Par rapport à la version mise en consultation par le Conseil fédéral, notre commission a principalement procédé à deux adjonctions. Elle a prolongé le système dit de la prime de marché pour la grande hydraulique, qui était censé s'arrêter à fin 2022. D'autre part, elle a prolongé le droit pour les distributeurs de réseau de répercuter sur les clients captifs le coût de la production de l'électricité renouvelable, selon l'article 6 alinéa 5bis de la loi sur l'approvisionnement en électricité, disposition adoptée en marge de la stratégie Réseaux électriques, et qui était elle aussi limitée à 2022. Ces deux dispositifs étaient censés être remplacés le 1er janvier 2023 par la libéralisation totale du marché de l'électricité annoncée dans le projet du Conseil fédéral.
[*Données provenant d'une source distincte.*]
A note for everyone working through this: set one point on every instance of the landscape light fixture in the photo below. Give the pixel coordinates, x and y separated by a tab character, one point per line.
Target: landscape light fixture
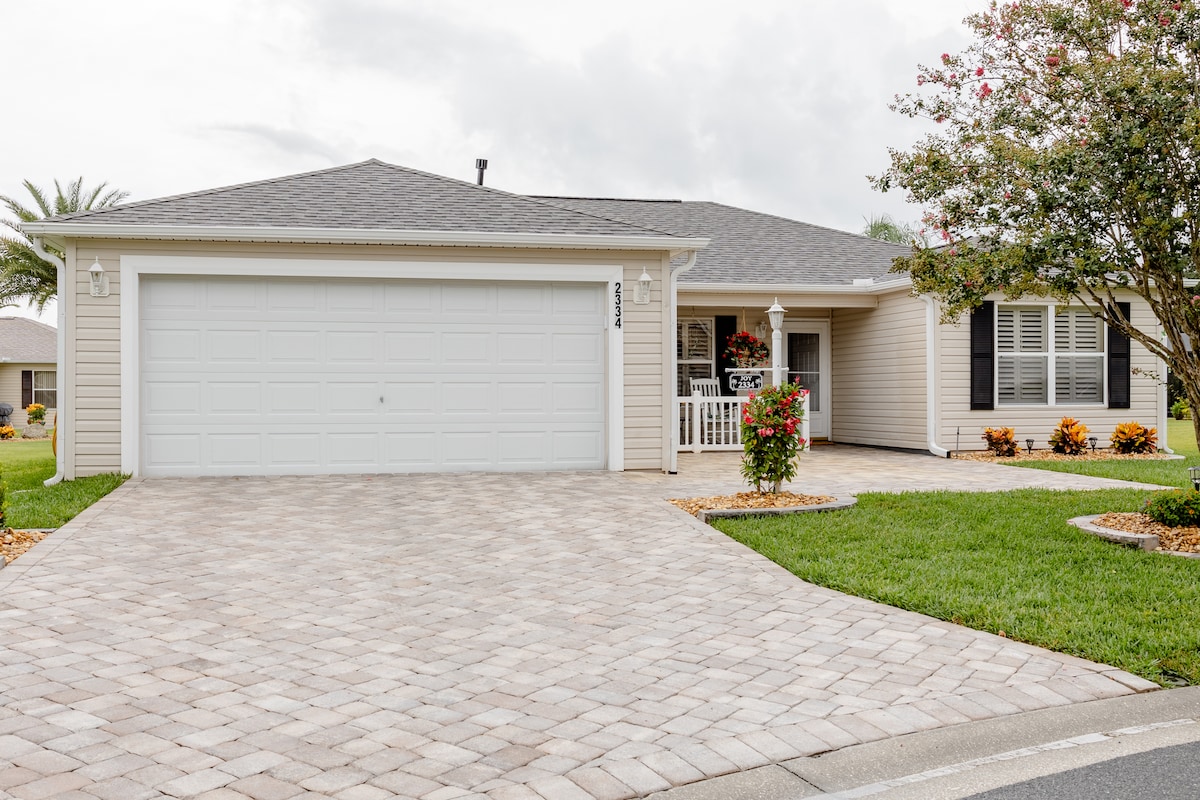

Dans l'intervalle, ils sont[NB]prolongés[NB]et[NB]il[NB]nous appartiendra, lorsque nous traiterons le projet du Conseil fédéral de décider ce que nous en ferons.
Enfin, "last but not least", je précise que ce projet ne prévoit pas de relèvement du prélèvement de 2,3 centimes décidé dans la Stratégie énergétique. Autrement dit, il s'agit de renforcer le soutien aux énergies renouvelables en utilisant plus efficacement l'argent à disposition. Si la commission comprend que le Conseil fédéral aurait préféré que ces questions soient traitées dans son projet, il faut cependant constater que l'on aurait abouti à une grande lacune temporelle. Fondamentalement, la commission rappelle qu'il n'y a, à son avis, pas d'incompatibilité entre ce projet de transition et le projet principal du Conseil fédéral. Au contraire, puisque le présent projet présente en particulier l'avantage d'éviter de devoir traiter de manière trop rapide, pour ne pas dire bâclée, le futur projet du Conseil fédéral. Cela nous donne le temps.
Au nom de la commission, je vous demande donc d'entrer en matière. Je vous rappelle que ce projet a été - fait rare à la Commission de l'environnement, de l'aménagement du territoire et de l'énergie - adopté à l'unanimité.